Os desafios do combate ao trabalho escravo no século XXI
Enviada em 15/08/2018
Segundo o pensamento de Claude Lévi-Strauss, a interpretação adequada do coletivo ocorre por meio do entendimento das forças que estruturam a sociedade, como os eventos históricos e as relações sociais. Esse panorama auxilia na análise da questão dos desafios contra a permanência do trabalho escravo no Brasil, visto que a comunidade, historicamente, marginaliza as minorias, o que promove a falta de apoio da população e do Estado para com indivíduos, dificultando a sua participação plena no corpo social –o que evidencia uma crise social.
Em primeiro plano, evidencia-se que a coletividade brasileira é estruturada por um modelo excludente imposto pelos grupos dominantes, no qual o indivíduo que não atende aos requisitos estabelecidos, branco e abastado, sofre uma periferização social.
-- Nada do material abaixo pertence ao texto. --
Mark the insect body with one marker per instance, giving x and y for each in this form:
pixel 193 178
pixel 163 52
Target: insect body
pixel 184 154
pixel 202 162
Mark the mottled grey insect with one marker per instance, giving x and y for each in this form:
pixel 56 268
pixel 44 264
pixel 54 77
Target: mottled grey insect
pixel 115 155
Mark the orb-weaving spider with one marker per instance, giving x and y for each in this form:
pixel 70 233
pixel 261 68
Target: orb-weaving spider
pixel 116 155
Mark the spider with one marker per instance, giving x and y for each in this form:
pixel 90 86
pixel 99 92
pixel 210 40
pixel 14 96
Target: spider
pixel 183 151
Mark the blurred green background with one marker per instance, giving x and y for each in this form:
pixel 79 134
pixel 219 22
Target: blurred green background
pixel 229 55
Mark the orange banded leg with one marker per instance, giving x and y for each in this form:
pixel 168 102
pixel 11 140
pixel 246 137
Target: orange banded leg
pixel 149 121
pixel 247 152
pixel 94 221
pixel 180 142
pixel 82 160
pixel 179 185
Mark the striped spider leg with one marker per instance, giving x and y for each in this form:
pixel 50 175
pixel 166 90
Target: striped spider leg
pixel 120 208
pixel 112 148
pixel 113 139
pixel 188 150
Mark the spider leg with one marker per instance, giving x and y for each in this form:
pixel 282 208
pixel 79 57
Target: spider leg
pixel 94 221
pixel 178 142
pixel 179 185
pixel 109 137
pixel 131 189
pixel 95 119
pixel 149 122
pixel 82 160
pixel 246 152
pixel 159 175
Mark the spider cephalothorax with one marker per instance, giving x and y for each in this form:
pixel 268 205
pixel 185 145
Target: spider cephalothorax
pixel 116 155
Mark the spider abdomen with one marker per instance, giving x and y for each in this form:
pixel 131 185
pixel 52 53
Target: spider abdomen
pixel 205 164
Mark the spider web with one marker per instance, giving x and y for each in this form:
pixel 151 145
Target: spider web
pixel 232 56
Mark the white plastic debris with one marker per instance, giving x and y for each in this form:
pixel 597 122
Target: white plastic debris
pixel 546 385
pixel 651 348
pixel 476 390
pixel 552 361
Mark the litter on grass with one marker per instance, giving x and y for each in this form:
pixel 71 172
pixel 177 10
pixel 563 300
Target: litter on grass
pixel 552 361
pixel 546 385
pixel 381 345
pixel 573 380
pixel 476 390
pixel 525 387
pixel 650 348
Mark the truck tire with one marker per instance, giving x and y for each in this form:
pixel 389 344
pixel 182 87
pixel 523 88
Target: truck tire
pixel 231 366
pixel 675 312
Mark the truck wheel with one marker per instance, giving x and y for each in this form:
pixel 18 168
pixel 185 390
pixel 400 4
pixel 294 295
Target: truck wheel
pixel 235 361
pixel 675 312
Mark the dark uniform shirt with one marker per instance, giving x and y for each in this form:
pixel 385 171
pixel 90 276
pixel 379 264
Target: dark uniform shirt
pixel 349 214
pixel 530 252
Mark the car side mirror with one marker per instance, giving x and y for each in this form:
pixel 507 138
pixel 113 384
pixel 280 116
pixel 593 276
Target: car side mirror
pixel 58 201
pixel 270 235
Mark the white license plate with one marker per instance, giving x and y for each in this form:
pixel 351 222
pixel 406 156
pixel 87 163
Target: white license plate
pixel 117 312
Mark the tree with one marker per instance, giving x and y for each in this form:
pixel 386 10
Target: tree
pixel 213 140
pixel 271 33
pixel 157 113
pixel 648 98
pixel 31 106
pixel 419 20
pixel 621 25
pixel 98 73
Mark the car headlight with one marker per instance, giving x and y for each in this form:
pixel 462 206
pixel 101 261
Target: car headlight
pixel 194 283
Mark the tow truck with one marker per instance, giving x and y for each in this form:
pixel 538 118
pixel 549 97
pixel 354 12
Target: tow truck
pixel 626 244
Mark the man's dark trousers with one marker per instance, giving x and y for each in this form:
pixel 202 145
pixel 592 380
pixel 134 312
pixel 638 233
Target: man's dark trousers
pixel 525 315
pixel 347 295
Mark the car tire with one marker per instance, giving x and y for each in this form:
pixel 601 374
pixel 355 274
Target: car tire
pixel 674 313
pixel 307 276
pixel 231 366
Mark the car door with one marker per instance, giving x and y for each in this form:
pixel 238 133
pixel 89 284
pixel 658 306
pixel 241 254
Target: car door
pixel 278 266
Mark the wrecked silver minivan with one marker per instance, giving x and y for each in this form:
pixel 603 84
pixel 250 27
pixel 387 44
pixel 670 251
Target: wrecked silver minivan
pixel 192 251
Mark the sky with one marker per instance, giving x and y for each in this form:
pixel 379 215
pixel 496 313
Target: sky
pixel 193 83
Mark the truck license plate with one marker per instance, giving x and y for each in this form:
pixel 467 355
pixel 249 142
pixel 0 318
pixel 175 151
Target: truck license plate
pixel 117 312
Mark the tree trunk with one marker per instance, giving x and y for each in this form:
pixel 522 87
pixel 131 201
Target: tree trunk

Assim, ao analisar a sociedade pela visão de Lévi-Strauss, nota-se que tais trabalhadores em condições análogas ao escravismo não são valorizados de forma plena, pois as suas necessidades de inclusão social são tidas como uma obrigação pessoal, sendo que esses deveres, na realidade, são coletivos e estatais. Basta refletir em relação a uma reportagem feita pelo Globo Repórter, na qual eles conseguiram flagrar na Floresta Amazônica centenas de trabalhadores em situações precárias tanto de saúde como acomodação.
Outro ponto relevante, nessa temática, é o conceito de Modernidade Líquida de Zygmunt Bauman, que explica a queda das atitudes éticas pela fluidez dos valores, a fim de atender aos interesses pessoais, aumentando o individualismo. Desse modo, o sujeito, ao estar imerso nesse panorama líquido, acaba por perpetuar a exclusão e a dificuldade em procurar melhores condições de trabalho e apoio do Estado , por causa da redução do olhar sobre o bem-estar dos menos favorecidos. Em vista disso, os desafios para o fim do trabalho escravo estão presentes na estruturação desigual e opressora da coletividade, bem como em seu viés individualista, diminuindo as oportunidades sociais e direito de ser valorizado no mercado de trabalho.
É evidente, portanto , que ainda há entraves para garantir a solidificação de políticas que visem à construção de um mundo melhor. Destarte, os sindicatos dos trabalhadores devem cobrar uma fiscalização mais rígida do governo, principalmente, em áreas de florestas, além de uma punição mais severa contra os envolvidos, promovendo o fim dessa exploração. Logo, o Ministério da Educação (MEC) deve instituir, nas escolas e empresas, palestras ministradas por psicólogos, que discutam métodos de como acabar com o trabalho escravo no Brasil , com objetivo de valorizar o esforço desses trabalhadores, a fim de construir o progresso sem desconsiderar a ordem. Já dizia o politico e ativista social Nelson Mandela, “A educação é a maior arma que se pode usar para mudar o mundo.”